For the same reason, many Christians are a bit fed up with new denominations, getting horrified when hearing that there are over 30 000 of them (which is an exaggeration), and at least here in Sweden we have had a trend the last 25 years where local churches as well as whole denominations unite and form the same organization under the same leadership.
In such a context it would perhaps sound weird – even dangerous – to promote a formation of a new denomination. Don’t we have too many already? It may be so that the Holy Spirit is doing something new and fresh to revive the body of Christ, but that should be channeled within the existing churches rather than becoming new ones. A church split is viewed as something intrinsically bad, always. Even Martin Luther wanted to reform the Catholic church rather than starting a new church, didn’t he?
We’ve all met these kinds of people, haven’t we:
Brothers and sisters, I could not address you as people who live by the Spirit but as people who are still worldly—mere infants in Christ. I gave you milk, not solid food, for you were not yet ready for it. Indeed, you are still not ready. You are still worldly. (1 Corinthians 3:1-3a, NIV)

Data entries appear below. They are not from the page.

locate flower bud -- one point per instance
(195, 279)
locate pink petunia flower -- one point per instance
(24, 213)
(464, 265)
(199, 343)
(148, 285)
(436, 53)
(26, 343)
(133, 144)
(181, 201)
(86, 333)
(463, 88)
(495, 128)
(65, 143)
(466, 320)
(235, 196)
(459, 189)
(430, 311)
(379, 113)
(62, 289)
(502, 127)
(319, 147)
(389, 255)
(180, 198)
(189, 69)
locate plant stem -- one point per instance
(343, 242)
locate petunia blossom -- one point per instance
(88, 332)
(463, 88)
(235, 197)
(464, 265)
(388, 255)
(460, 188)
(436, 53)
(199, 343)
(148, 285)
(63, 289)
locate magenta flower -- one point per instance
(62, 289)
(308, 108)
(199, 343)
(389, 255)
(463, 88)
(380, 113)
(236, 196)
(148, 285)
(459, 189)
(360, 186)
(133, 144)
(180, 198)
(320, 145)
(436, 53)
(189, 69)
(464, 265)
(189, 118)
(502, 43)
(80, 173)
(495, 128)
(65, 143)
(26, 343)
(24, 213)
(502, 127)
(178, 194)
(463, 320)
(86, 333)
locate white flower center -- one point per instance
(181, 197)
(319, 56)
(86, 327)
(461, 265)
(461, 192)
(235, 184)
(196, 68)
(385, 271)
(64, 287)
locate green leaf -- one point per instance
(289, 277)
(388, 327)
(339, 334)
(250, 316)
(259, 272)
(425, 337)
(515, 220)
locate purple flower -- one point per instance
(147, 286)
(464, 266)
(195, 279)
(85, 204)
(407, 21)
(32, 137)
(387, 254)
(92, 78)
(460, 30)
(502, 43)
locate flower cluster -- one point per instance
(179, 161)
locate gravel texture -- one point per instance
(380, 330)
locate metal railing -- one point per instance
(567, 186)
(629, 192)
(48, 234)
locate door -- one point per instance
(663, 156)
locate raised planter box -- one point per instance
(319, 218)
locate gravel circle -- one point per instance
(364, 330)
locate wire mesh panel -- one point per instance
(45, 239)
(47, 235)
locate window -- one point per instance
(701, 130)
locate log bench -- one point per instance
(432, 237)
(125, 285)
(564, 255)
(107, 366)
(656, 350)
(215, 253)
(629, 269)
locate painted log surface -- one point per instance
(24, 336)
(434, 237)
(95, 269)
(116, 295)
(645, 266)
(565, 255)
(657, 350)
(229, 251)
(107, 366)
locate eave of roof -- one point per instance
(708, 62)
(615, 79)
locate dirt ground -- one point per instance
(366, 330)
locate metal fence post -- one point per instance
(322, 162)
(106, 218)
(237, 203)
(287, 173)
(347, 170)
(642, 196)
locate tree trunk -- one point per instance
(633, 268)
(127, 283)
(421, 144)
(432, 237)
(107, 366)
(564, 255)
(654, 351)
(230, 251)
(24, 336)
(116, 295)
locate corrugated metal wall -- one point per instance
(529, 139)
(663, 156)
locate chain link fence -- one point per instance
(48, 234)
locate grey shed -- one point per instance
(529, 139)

Yeah, those worldly Christians who can only eat spiritual baby food. It’s comfortable to believe that Paul is talking about people that weren’t like me, that haven’t read the Bible as much as me and that are way more sinful than me, right? But what is it really that Paul is adressing?
You are still worldly. For since there is jealousy and quarreling among you, are you not worldly? Are you not acting like mere humans? For when one says, “I follow Paul,” and another, “I follow Apollos,” are you not mere human beings? What, after all, is Apollos? And what is Paul? Only servants, through whom you came to believe—as the Lord has assigned to each his task. I planted the seed, Apollos watered it, but God has been making it grow. (3:3-6)
Oops. I’ve read this countless times, but today I realized that I’ve been a worldly baby for a very long time. I’ve put a lot of pride in human leaders and traditions – whether its John Wimber, Shane Claiborne, Anabaptism or something else.
And of course, I do think that they’re all more Biblical than, say, the Lord’s Resistance Army in central Africa, but I have gotten more uncomfortable with identifying myself too much with one denomination or theological stream, because I see the Spirit moving in so many of them. Isn’t it ironic that many Protestant denominations have got their name from individuals – Calvinism, Lutheranism, Mennonitism – precisely what Paul warned us for! We should not focus on the gardeners, but the one who makes the church grow, God Himself.